Four North Carolina Magistrates Are Refusing to Perform Same-Sex Marriages
It's not just Kim Davis.
All four magistrates in North Carolina's McDowell County are also refusing to perform same-sex marriages, local television station WLOS reported Thursday. The magistrates — Thomas Atkinson, Debbie Terrell, Hilary Hollified and Chad Johnson — have been refusing to perform the ceremonies since at least mid-July, citing their religious beliefs.
To ensure same-sex couples can be married in McDowell County, the magistrates worked out an arrangement with their counterparts in neighboring Rutherford County to rotate regularly rotate duties. This requires at least two Rutherford magistrates driving 30 minutes back and forth three times a week to cover McDowell duties, while the McDowell magistrates work in the Rutherford office.
"It is unacceptable for public officials to pick and choose the parts of their jobs that they will or won't do," Equality North Carolina executive director Chris Sgro told Mic.
And it's all legal... at least for now. Unlike Davis, who achieved infamy when she refused to grant same-sex marriage licenses in Kentucky because of similar religious objections, the actions of North Carolina's four magistrates are protected by the state's Senate Bill Two. The act, which became law in June, shortly before the U.S. Supreme Court legalized same-sex marriage throughout the country, created a religious exemption for magistrates unwilling to perform marriages.
"Every magistrate has the right to recuse from performing all lawful marriages under this chapter based upon any sincerely held religious objection," the law read, adding that during a period of recusal, a magistrate cannot perform any marriages and that it is up to a district court judge to ensure that anyone seeking a legal marriage license be granted one. "The recusing magistrate may not perform any marriage under this chapter until the recusal is rescinded in writing. The chief district court judge shall ensure that all individuals issued a marriage license seeking to be married before a magistrate may marry."
Unlike Davis' case in Rowan County, Kentucky, same-sex couples looking to secure a marriage license in McDowell County can still attain one, but they must go through the Rutherford magistrates to do so.
"They have basically codified what Kim Davis wants to do in Kentucky into law," Sgro said. "I do not think the law will stand the test of time, so we're having conversations now about what potential challenges might look like."

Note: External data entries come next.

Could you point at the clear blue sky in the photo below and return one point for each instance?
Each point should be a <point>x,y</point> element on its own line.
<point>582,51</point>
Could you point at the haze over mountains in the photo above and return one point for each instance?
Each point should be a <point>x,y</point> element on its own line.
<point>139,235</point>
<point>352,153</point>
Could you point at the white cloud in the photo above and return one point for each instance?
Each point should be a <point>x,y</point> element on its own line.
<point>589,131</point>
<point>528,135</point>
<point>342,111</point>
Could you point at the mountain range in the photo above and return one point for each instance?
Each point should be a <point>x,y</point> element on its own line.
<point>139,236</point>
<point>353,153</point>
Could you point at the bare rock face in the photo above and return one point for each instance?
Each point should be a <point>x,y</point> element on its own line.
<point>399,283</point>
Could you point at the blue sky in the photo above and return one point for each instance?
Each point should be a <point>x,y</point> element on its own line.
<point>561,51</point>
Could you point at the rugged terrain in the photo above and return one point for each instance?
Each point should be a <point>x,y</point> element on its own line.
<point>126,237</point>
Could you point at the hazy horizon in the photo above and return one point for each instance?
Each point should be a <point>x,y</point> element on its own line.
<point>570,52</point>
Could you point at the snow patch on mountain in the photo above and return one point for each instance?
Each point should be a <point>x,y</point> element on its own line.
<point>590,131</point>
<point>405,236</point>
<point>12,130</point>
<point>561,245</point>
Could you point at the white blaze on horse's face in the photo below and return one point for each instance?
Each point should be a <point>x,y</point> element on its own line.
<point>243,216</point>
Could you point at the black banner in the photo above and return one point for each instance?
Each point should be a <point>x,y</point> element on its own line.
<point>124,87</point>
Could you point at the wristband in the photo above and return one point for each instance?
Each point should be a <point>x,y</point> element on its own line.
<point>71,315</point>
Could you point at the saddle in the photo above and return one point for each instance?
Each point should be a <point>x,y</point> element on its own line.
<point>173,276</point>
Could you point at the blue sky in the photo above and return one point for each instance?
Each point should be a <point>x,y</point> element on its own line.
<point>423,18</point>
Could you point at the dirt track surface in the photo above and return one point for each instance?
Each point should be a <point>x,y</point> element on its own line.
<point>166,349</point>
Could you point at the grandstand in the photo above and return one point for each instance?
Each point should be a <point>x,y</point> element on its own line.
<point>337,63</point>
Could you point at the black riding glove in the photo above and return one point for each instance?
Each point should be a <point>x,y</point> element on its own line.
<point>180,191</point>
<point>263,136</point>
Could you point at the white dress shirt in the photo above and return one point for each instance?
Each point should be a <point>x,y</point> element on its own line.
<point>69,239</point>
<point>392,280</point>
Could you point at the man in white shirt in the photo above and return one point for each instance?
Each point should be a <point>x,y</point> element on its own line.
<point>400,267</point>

In addition to what Sgro said was its dubious constitutionality, Equality North Carolina also cited the cost and burden on taxpayers of shuffling magistrates from county to county and warned the law was overly broad and could potentially allow magistrates to recuse themselves from interracial and interfaith marriages.
Mic reached out to the McDowell County magistrates who were unavailable for comment. In a statement to WLOS, Chief District Judge Randy Pool, who worked out the arrangement, defended the move. "We are following the law. Marriages are being performed in both counties," Pool said. "We are complying with the state and no one is being denied the legal right to get married."
While Sgro conceded he had never heard of a reported case of a same-sex marriage being denied after the Supreme Court's ruling, he warned that Senate Bill Two left the door perilously open.